So, angry with myself, I had to sit often and for long periods of time. And there, with my back against the wall of the primary school, in a sliver of shade, I observed and thought.
There is a smell in this section of the township-a combination of charcoal, bad food, and dust. In the door of one tin hut, no more than the size of a large Chatham Hall bedroom, a baby, sitting on the dirt floor, played with what looked like a tennis racket. A whining dog hovered in the yard. I thought of this scene multiplied by millions before me.
Two adolescents climbed to the roof of the shack next door and watched us work. From the open window above me, the shouts of grade-school kids. What was being accomplished in that classroom? Three barefoot children appeared at the fence. In midday this massive township seemed like, well, a ghost town. So little life.
The gardens took shape before me. Hacking. Digging. Sifting. The organic material added the smell of rot to the air. Flies began to hover. And then it struck me that perhaps I was being told to take notice this morning, not simply to get caught up in the task at hand. Perhaps I was being instructed in how to take on the burden, to notice it, to feel its heft. I have read the books and studied the history, but I had to sit and feel the oppressiveness in my body to understand even a fraction of the reality of this place. The sun stared at me in a staggering negative. The land resisted every overture. The body and the soul simply become weary here.
Two days ago, Palm Sunday. This weekend, Easter. Holy week. I had brought Bonhoeffer’s The Cost of Discipleship with me for my Lenten reading. But there, before me, the township was my text. Perhaps, unawares, I had traveled to Mitchells Plain in a pilgrimage, of sorts. A challenge to the body, mind, and soul. The challenge of Lent.

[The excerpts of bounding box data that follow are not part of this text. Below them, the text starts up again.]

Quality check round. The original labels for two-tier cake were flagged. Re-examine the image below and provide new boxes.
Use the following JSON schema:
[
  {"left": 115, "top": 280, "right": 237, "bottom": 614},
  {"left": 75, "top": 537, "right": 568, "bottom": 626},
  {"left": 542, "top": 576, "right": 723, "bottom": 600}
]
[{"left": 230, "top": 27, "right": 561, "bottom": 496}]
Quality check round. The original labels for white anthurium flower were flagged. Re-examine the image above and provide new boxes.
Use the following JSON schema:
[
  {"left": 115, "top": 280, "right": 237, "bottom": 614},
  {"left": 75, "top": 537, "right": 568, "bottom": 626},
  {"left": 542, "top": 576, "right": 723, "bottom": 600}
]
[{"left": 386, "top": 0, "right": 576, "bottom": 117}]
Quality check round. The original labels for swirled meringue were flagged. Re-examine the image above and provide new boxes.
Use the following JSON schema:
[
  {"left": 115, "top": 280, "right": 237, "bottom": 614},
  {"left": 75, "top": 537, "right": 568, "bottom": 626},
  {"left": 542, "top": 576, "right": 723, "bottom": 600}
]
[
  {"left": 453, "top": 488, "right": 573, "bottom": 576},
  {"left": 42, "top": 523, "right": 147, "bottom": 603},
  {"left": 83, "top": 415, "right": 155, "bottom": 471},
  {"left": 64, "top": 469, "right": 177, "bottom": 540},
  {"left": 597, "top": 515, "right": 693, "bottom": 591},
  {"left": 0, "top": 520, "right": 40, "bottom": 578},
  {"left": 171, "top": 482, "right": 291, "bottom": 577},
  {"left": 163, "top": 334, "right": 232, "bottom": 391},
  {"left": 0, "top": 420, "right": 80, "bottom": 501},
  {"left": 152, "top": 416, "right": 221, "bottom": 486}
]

What hope in the wasteland? There was my Lenten question. As I sat watching others hacking and digging into that desolate earth, so I felt something forcing me to go deep within myself. To crack through a resistance in me. To see if there is that solid grounding of hope and belief. Doing so made me weak and tired.
Modest seedlings before me from a thoroughly resistant earth. Miles upon miles of ramshackle emptiness beyond. How much work of the heart, soul, and body there is to be done. A staggering challenge issued to me in my deep weariness. The cost of discipleship. The challenge of Easter.